Hello, my name is Daniel I'm 26yrs old, and I live in Marietta Georgia, 15mins away from Atlanta and I am very interested in joining the brotherhood to be led by the light of our creator in search of the divine truth, please I want to know what steps need to be taken so I can become apprentice and be initiated into the brotherhood...               Thank you very much, Daniel 



-Mila-


----------



## The Widows Son (Jul 17, 2013)

I live in Atlanta....u have already taken the first step.
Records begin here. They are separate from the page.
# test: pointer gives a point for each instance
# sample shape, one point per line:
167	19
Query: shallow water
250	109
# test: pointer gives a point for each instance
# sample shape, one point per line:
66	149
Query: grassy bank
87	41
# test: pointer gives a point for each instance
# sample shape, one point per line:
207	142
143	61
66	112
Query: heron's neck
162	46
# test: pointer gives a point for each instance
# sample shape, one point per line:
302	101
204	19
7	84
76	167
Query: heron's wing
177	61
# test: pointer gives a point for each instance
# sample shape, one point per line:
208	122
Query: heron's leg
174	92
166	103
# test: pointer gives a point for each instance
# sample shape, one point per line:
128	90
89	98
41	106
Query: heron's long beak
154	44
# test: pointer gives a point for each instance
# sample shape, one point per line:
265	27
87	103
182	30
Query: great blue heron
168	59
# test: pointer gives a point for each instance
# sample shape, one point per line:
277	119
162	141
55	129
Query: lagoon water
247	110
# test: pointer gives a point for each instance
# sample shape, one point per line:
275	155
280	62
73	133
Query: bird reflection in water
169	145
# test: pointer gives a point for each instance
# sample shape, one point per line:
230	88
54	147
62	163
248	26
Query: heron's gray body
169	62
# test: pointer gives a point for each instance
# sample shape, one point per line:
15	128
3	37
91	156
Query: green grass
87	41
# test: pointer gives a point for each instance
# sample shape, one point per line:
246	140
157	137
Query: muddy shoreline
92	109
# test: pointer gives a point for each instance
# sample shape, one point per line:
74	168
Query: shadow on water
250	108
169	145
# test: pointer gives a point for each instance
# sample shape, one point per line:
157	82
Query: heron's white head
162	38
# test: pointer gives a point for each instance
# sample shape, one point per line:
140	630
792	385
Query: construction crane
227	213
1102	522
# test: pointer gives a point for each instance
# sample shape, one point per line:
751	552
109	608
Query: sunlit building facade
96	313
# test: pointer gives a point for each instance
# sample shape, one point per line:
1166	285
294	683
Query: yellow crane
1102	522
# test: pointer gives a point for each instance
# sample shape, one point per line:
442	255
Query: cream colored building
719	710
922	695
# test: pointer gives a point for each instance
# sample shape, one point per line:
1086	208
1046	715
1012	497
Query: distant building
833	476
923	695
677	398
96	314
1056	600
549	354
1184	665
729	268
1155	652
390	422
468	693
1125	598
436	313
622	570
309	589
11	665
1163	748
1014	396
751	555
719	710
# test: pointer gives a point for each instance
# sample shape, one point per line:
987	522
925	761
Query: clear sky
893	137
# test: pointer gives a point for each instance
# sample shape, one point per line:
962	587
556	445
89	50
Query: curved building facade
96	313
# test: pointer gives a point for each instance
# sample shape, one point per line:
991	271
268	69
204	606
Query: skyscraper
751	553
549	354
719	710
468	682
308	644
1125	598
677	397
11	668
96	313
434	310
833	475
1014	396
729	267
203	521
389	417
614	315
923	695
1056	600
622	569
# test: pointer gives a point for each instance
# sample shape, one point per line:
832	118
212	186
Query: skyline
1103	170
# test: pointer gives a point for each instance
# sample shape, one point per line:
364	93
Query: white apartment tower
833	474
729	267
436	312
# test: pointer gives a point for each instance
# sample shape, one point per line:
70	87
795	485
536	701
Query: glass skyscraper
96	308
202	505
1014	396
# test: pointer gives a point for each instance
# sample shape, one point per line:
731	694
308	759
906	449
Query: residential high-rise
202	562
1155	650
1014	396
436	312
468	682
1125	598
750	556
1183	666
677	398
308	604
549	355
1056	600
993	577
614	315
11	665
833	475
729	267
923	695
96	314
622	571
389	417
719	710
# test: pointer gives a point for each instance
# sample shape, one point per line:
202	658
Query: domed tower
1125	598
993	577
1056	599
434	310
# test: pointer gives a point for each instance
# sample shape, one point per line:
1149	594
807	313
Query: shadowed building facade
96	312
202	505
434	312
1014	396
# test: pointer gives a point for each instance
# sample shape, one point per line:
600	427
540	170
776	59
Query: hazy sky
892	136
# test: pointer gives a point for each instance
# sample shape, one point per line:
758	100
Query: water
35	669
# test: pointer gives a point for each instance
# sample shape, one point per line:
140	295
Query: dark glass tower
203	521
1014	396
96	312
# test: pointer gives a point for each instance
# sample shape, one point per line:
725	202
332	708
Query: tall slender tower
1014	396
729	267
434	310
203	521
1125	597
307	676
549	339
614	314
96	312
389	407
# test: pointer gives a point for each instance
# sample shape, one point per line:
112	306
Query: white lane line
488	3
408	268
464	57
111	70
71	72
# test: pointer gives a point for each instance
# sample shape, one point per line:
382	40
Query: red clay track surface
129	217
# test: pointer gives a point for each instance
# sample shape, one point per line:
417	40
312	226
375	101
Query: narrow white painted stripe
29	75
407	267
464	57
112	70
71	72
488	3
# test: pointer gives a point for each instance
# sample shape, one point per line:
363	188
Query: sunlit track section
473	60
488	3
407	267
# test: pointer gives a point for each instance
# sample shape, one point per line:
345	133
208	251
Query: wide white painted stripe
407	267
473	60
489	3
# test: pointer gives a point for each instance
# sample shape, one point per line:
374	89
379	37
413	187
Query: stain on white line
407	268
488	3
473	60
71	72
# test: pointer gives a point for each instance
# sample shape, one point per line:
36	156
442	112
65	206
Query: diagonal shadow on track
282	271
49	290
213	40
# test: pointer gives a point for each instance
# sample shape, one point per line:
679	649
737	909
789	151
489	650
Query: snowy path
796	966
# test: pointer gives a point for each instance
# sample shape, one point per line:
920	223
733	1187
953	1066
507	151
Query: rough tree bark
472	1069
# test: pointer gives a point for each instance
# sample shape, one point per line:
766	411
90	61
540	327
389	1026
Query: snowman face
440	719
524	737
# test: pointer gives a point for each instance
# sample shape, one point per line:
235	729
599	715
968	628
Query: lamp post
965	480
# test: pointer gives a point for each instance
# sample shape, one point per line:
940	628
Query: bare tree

U must find your local Blue Lodge and Ask one To Be One....


----------



## MilaDeLaRoca (Jul 17, 2013)

Thank you That's on peachstreet if I'm not mistaken?? 


-Mila-


----------



## The Widows Son (Jul 17, 2013)

I'm not sure, check the phone book or Google the closest 1 to u. Mine in Stone Mountain


----------



## MilaDeLaRoca (Jul 17, 2013)

Ok Will do thank you very much....


-Mila-


----------



## The Widows Son (Jul 17, 2013)

No problem. ..Good luck


----------



## bruh_king (Jul 25, 2013)

MilaDeLaRoca said:


> Thank you That's on peachstreet if I'm not mistaken??
> 
> 
> -Mila-



I'm in Atlanta ga 
King of star #0300


Freemason Connect Mobile


----------



## bupton52 (Jul 25, 2013)

These are the places you should be contacting. They will tell you exactly where to go in your area.

http://mwphglga.org/2010/ or http://www.glofga.org/


----------



## MilaDeLaRoca (Jul 25, 2013)

Thank you For The info 


-Mila-


----------